Tremendously moving and rich in psychological insight, this tragic
novel of sin and redemption addresses our Puritan past. Depicting the
struggle between mind and heart, Hawthorne fashioned a masterpiece of
American fiction. (via Goodreads)
Thoughts: This was a book I had been wanting to read for quite sometime due to just the fact of the nature of what it dealt with and because its a book that is referred to in many ways. I think expected something more than what I actually encountered. While it was well-written, I did find it a bit mundane and sometimes a little dull and slow moving. While I understand the point of the book, it just felt like there was something missing and I suppose it was because there was this hype that surrounded the book that it was something that I was expecting. In otherwords, what I expected isn't what I got out of the book. It is very well written and from that standpoint it was very good and I can clearly see why its considered to be classic, especially in terms of the American canon of American literature. Hawthorne clearly makes his point that we as humans struggle between what we know is right and what we feel is right and how the two are constantly in conflict with one another. I recommend the book, but only with the pretext that it isn't the salicous book that its sometimes made out to be.
Now if I take out my expectations of the book, the book as a whole rates higher than what I gave it, probably closer to a four than a three. Hawthorne's language does draw one into the story and when you find out what happens in the end (I am not going to spill the beans for those that still wish to read the book), you can see why Hawthorne paced the book the way he did. What I am bit surprised about the book was that it was Hawthorne's first major piece that was written and was really his only well-known work, unlike Dickens who seemed to turn out well-known pieces on a regular basis (did some research on Hawthorne and he wrote other pieces of fiction, but nothing that I recognized).

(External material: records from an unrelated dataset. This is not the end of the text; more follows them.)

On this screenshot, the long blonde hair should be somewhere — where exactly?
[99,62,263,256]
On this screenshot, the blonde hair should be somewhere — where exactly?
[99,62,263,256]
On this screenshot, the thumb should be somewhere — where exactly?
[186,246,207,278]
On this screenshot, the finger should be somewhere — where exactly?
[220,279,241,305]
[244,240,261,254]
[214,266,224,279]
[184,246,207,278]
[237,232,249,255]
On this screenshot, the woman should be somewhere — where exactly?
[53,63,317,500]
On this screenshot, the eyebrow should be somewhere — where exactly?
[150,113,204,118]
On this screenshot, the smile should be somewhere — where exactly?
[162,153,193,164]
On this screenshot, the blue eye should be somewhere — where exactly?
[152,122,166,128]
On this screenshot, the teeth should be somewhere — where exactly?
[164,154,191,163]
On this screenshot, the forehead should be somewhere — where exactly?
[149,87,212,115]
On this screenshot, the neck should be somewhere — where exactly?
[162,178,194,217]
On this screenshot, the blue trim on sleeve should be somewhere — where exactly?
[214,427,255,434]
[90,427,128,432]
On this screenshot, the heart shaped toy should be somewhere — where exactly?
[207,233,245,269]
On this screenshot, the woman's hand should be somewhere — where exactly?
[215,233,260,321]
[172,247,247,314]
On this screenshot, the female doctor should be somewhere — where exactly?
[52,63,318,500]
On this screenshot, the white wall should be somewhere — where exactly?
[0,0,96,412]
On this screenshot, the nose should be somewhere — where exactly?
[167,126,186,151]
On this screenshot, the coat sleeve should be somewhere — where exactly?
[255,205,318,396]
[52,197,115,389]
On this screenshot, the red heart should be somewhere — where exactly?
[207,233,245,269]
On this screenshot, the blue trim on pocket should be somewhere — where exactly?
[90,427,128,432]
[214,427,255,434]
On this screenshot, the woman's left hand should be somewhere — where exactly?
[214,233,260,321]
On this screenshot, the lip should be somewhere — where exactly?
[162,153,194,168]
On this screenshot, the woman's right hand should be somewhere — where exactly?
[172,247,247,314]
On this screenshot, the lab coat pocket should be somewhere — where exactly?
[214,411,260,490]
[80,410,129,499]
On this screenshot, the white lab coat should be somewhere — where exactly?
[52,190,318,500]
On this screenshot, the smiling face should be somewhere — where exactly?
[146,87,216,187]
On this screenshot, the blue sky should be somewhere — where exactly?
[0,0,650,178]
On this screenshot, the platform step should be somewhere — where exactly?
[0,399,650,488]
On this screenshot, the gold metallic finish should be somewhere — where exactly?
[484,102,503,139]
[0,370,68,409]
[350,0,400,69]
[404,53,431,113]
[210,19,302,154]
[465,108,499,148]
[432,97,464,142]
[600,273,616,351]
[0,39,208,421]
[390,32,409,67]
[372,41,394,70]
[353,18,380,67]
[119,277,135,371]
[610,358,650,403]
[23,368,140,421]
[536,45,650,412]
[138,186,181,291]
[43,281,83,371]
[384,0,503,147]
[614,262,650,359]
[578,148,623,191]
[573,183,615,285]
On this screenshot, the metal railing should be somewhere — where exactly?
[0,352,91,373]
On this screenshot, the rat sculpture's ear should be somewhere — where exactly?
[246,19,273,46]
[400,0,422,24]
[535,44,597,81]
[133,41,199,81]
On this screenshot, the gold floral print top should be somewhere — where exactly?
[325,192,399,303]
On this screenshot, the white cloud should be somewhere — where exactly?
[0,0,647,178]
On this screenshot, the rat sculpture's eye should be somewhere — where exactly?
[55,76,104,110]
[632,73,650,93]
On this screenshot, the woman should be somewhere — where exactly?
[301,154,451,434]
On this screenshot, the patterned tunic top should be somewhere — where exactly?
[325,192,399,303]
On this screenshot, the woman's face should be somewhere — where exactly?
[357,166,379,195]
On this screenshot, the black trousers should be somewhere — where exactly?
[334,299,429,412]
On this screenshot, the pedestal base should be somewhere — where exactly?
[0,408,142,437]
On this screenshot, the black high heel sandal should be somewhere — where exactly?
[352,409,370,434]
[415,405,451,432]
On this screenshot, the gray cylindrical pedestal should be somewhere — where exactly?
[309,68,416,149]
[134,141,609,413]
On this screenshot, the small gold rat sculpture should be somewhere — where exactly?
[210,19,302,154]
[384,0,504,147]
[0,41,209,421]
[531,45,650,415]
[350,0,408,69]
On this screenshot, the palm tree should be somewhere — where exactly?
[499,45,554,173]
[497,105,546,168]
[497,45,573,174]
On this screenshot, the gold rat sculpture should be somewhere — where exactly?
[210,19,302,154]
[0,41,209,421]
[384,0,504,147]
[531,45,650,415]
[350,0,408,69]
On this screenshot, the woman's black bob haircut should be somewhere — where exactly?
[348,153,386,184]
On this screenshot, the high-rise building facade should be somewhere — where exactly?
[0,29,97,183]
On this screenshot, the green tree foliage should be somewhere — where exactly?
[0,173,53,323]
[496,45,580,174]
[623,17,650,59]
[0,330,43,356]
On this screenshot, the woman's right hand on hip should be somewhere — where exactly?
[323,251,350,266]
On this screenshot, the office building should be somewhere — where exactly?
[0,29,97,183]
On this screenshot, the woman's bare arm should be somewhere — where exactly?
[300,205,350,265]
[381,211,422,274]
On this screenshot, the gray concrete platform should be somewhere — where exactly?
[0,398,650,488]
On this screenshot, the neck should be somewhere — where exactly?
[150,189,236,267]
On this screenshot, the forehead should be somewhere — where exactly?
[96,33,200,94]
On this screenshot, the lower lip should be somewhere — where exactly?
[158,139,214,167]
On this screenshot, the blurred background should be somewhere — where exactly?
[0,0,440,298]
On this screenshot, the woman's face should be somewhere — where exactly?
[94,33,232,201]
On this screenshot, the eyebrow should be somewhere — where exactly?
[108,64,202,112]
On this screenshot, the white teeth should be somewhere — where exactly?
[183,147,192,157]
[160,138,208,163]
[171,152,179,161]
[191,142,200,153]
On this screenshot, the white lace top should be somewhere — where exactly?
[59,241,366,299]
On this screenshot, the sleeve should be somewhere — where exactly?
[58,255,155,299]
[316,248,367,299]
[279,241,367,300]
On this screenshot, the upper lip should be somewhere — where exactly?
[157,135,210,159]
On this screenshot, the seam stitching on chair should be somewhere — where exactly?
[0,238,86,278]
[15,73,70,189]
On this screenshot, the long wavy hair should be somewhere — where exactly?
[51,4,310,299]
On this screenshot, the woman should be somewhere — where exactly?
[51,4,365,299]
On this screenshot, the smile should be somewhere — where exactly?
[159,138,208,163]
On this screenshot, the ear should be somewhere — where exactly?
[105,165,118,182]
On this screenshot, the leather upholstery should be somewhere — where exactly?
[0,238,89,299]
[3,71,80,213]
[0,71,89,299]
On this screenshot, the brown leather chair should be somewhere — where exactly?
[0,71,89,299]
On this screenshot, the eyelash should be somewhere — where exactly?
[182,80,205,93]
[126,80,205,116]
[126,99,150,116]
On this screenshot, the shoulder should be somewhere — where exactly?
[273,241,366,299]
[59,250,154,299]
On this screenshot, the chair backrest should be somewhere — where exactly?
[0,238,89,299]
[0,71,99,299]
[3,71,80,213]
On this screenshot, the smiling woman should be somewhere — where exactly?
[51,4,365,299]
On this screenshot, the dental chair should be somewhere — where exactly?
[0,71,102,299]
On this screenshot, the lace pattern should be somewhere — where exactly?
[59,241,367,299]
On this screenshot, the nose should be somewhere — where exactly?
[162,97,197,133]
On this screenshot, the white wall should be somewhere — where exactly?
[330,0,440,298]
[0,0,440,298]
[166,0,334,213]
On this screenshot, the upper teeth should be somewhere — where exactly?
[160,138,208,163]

Bottom line: If you are looking for something that is rich in detail, both the psychologist and physical environment, it is worth the read. He gets into a place that very few writers have been able to get into and presents something that is rich and poses to us the fact that we are constantly struggling between what we know is right in our heads and what we feel is right at the moment and the turmoil that it gives us. An really good read, but don't go in with preconceived expectations of what the book is about.